A table reported one million live rows but occupied the space of six million. Five million dead tuples were sitting in it, and a sequential scan had to walk past all of them. The developer's question was fair: 'I deleted those rows. Why are they still on disk?'
The answer is PostgreSQL's concurrency model, MVCC — Multi-Version Concurrency Control. Understanding it is the difference between fighting bloat blindly and knowing exactly where it comes from. PostgreSQL does not overwrite or erase rows when you UPDATE or DELETE; it creates new versions and marks old ones, and a separate process cleans up later.
Every row carries two transaction stamps
Each row version (a tuple) has two hidden system columns: xmin, the ID of the transaction that created it, and xmax, the ID of the transaction that deleted or superseded it. A live row has an xmin and no effective xmax. A deleted or updated-away row has its xmax set to the transaction that ended its life.
You can actually look at them, which makes the abstract concrete.
SELECT xmin, xmax, * FROM accounts WHERE id = 42;
-- xmin = transaction that inserted this version
-- xmax = transaction that deleted/updated it away (0 if still live)
How a query decides what it sees
When a query starts, it takes a snapshot: the set of transactions whose effects it is allowed to see. For each tuple, PostgreSQL compares the tuple's xmin and xmax against that snapshot. A tuple is visible if its creating transaction is visible to the snapshot and its deleting transaction is not.
This is what lets readers and writers not block each other: a writer creates a new version while readers keep seeing the old one, each according to its own snapshot. Two transactions can legitimately see different versions of the same row at the same time.

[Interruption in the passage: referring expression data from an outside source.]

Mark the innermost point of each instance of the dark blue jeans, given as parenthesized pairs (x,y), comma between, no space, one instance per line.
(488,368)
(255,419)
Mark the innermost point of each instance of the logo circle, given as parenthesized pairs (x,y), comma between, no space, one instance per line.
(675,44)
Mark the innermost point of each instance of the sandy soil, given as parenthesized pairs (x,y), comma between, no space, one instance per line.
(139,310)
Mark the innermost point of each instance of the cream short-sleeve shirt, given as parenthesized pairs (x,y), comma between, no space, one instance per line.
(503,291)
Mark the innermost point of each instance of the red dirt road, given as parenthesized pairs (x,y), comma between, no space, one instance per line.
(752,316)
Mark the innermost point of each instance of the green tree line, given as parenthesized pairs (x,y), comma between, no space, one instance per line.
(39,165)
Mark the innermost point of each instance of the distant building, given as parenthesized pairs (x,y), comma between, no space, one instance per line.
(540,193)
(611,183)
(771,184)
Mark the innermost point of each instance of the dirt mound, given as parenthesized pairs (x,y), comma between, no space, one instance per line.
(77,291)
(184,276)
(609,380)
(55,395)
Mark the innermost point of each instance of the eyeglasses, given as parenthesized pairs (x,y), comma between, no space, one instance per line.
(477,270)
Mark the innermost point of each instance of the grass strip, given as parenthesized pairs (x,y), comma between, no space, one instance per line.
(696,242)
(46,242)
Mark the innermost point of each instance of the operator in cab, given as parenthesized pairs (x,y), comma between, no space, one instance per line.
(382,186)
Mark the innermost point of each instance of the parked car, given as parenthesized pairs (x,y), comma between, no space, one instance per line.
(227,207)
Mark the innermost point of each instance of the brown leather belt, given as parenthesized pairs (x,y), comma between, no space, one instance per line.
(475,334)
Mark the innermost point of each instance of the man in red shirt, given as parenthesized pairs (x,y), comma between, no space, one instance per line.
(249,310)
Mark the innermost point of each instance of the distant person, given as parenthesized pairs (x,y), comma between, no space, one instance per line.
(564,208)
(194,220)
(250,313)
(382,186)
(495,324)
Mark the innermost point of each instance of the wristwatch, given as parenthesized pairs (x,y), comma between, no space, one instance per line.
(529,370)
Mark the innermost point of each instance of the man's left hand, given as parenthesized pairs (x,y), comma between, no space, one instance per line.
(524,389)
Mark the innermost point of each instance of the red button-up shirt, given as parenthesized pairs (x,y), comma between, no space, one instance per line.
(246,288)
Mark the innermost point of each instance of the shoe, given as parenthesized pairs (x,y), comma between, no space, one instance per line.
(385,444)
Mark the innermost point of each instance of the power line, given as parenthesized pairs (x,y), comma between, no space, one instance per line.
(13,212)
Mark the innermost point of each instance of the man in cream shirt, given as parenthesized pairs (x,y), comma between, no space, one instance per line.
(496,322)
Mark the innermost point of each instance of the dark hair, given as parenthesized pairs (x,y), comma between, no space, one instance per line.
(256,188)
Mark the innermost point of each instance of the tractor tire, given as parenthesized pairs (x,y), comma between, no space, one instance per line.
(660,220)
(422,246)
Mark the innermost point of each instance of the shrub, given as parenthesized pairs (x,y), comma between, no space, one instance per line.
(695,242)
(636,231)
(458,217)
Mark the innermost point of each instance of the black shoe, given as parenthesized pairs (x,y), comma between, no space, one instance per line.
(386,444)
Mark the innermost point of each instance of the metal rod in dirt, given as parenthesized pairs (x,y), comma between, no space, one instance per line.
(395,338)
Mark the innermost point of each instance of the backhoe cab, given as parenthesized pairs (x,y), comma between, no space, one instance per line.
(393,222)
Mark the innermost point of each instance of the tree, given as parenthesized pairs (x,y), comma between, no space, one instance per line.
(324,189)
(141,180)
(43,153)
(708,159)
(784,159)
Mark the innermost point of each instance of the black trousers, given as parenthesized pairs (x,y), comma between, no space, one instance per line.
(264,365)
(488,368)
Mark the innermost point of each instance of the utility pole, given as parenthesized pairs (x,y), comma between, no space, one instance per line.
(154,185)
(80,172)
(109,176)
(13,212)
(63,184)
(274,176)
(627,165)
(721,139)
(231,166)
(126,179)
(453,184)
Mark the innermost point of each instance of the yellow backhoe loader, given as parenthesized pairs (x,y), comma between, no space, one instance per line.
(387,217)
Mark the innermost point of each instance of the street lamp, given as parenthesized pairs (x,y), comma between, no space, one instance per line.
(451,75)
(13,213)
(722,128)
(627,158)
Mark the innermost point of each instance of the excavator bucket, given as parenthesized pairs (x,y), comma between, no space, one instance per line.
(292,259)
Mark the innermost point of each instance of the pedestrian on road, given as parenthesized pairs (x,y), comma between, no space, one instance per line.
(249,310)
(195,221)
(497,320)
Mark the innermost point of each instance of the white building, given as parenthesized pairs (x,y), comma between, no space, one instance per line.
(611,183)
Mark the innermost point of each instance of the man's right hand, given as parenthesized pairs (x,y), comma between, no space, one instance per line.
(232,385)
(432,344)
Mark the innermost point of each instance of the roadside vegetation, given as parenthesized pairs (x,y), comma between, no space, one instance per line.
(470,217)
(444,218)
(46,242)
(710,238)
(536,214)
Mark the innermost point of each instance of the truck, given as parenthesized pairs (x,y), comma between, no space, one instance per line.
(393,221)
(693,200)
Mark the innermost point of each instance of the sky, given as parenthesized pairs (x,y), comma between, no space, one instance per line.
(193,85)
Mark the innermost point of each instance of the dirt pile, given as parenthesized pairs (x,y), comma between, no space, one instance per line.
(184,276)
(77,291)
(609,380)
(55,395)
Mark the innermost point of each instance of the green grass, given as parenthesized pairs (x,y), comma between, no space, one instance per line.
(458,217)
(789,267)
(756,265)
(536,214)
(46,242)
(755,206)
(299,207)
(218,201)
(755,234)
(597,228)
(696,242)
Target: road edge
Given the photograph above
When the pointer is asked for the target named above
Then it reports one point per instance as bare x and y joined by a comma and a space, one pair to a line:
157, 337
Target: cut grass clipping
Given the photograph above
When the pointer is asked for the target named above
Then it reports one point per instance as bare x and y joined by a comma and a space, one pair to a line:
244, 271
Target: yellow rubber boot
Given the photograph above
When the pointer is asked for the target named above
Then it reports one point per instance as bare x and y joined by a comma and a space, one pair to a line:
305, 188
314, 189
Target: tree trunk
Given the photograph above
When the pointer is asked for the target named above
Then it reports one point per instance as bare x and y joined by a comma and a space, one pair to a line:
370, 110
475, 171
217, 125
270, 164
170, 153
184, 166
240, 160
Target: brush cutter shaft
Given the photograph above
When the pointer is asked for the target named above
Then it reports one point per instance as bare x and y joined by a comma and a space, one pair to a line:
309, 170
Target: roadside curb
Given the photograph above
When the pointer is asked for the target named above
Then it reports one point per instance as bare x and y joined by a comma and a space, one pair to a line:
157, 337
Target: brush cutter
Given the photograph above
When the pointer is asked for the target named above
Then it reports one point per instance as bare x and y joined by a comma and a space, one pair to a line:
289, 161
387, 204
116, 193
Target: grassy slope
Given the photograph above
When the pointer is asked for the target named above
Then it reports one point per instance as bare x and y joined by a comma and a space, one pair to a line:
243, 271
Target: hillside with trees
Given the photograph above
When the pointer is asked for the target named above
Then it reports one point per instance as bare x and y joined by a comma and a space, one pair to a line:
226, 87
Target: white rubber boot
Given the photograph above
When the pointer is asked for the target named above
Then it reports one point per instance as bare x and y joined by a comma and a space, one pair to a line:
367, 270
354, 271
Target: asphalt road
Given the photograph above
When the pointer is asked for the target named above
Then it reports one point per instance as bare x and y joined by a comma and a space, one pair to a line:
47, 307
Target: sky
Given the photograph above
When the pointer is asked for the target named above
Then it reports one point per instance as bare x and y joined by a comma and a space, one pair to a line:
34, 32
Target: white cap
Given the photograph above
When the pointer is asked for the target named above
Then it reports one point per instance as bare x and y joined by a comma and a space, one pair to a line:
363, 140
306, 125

Where dead tuples come from
An UPDATE does not modify a row in place. It writes a new version (new xmin) and stamps the old version's xmax. A DELETE just stamps xmax. In both cases the old version stays physically in the table, now dead — invisible to new snapshots but still occupying its page.
So a table with heavy update/delete churn accumulates dead tuples fast. The five million dead rows in that table were the corpses of updates and deletes that nothing had cleaned up yet. They count toward table size and toward the work of every sequential scan.
VACUUM is the cleanup crew
Dead tuples are removed by VACUUM, which can reclaim a tuple only once no snapshot could still need it — once it is older than the xmin horizon. Autovacuum normally does this continuously. When it falls behind, or when a long-running or idle-in-transaction session pins the horizon, dead tuples pile up and the table bloats.
That connects MVCC to almost every operational concern in PostgreSQL: bloat, the importance of healthy autovacuum, why long transactions are dangerous, and why index-only scans depend on the visibility map. They are all downstream of how visibility works.
- Tuples carry xmin (creator) and xmax (deleter) transaction IDs.
- A snapshot decides which tuple versions a query may see.
- UPDATE and DELETE leave the old version behind as a dead tuple.
- VACUUM removes dead tuples once they are past the xmin horizon.
- Stalled vacuum or pinned horizons turn dead tuples into bloat.
The practical standard
The best PostgreSQL performance work is boring in the right way. Name the failure mode, capture the before plan or metric, make one change, and compare the exact same signal afterward. Anything else is just a more confident guess.